Two days later I am still sat in the clothes I was admitted in. Alone. It's time to take stock of my situation:
-I am bright yellow
-I am really quite unwell
-There is a nurse waving a pair of paper knickers at me
-I want something clean to wear
-I don't want to be like this anymore
You are not fine.
Now would be a good time to learn how to ask for help.
And because I've boxed myself well and truly into a corner? I give up. I pick up the phone and I ask for help. And I get it. Immediately. People that I have chronically pushed away and distanced myself from for years because I thought I thought that's what independence was. People I constantly dismissed offers of help from turned up. And stayed. And brought me knickers of a non-paper variety.
And I liked that they were there. And I leaned on them. And the sky did not fall in after all.
And now I am getting better. Because these wonderful doctors took care of me and spotted this thing so early they can fix it. Because I asked them to. And I have friends that come and see me everyday. Because they want to. And they stay for hours because I want them to. And the fact that I actually want them to is a constant source of amazement to me.

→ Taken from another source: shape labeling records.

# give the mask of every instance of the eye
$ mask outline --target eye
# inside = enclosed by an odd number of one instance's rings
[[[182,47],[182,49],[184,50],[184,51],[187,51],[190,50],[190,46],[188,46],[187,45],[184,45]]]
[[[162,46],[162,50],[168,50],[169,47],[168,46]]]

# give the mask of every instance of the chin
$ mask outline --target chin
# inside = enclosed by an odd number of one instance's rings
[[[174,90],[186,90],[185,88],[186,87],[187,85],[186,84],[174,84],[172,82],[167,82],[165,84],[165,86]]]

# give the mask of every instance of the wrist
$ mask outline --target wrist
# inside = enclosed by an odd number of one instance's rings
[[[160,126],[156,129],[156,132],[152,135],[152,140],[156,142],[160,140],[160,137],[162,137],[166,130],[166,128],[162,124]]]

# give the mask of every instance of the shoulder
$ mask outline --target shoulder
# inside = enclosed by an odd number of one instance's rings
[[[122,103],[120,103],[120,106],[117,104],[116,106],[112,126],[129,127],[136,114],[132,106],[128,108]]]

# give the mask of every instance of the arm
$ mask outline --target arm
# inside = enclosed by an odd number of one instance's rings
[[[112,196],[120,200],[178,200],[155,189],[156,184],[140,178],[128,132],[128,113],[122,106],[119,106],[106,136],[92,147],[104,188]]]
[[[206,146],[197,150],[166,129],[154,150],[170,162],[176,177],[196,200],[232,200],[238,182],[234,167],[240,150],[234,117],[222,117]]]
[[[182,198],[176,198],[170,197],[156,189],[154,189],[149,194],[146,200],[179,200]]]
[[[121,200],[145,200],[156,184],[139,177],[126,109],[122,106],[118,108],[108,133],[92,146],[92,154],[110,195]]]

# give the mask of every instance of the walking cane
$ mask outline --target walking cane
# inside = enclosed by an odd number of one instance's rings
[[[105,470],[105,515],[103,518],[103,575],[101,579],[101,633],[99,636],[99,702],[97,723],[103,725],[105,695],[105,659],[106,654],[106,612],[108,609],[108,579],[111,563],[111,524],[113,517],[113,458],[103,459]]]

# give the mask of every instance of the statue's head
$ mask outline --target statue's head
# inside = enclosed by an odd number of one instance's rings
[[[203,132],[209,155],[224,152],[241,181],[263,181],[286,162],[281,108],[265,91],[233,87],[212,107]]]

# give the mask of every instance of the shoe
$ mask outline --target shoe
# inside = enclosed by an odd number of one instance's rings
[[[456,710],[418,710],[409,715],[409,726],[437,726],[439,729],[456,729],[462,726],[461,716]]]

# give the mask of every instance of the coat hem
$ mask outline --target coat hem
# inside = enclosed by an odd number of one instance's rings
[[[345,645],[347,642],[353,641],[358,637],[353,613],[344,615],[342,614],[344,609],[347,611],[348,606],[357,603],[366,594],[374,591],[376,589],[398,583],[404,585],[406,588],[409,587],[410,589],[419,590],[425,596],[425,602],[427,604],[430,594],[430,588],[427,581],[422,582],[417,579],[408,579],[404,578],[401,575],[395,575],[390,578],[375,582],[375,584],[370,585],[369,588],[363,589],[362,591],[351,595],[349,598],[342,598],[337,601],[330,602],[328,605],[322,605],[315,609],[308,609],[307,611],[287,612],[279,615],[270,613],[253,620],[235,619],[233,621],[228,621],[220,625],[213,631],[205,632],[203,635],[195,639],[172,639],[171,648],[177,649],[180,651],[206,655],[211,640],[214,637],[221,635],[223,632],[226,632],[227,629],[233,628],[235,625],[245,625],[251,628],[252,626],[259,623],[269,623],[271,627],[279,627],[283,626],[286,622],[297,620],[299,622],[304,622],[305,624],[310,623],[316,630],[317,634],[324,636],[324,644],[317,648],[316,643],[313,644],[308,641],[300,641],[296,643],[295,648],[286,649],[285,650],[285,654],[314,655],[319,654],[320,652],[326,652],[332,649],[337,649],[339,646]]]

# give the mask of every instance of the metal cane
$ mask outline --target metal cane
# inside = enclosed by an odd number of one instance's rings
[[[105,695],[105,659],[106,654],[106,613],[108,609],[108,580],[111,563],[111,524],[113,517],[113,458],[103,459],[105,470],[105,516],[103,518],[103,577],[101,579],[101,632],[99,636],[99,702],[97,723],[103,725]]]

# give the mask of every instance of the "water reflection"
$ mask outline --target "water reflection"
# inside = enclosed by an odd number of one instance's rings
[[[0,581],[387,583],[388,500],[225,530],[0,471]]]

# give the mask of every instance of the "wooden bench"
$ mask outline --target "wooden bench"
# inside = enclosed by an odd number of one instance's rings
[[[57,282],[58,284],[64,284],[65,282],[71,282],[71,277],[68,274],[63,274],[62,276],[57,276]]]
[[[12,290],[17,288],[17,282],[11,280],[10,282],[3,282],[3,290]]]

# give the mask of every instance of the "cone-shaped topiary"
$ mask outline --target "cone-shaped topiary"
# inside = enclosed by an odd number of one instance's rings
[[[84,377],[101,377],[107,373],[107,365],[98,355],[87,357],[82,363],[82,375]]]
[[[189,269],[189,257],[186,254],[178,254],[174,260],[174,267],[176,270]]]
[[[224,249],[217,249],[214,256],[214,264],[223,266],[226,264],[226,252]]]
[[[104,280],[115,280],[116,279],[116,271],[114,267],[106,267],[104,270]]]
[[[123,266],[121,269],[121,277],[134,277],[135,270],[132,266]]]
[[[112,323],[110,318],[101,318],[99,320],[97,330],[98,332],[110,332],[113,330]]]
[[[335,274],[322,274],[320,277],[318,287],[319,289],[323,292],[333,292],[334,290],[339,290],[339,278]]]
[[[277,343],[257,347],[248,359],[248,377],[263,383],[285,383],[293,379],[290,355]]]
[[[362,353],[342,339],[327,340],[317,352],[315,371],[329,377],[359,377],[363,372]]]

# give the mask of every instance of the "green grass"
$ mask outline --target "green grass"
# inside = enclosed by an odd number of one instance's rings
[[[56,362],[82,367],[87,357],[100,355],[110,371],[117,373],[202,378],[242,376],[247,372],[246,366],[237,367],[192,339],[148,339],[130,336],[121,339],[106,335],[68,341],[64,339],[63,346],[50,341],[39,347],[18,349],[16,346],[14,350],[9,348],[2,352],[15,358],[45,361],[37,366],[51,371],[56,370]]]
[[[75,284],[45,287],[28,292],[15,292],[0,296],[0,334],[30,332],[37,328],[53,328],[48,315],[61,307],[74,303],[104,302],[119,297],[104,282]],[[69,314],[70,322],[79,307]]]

I still maintain that if you don't learn to do everything for yourself after years of being dependent on others then you will never be fully well. But equally a life totally independent of other people emotionally is not how it is meant to be. There's a big difference between someone feeding and dressing you and letting someone give you a hug every now and then. Because if you are existing in emotional isolation right now in a bid for total wellness?
You are not fine either.
Don't wait until you're threatened by NHS-issued paper knickers to figure it out.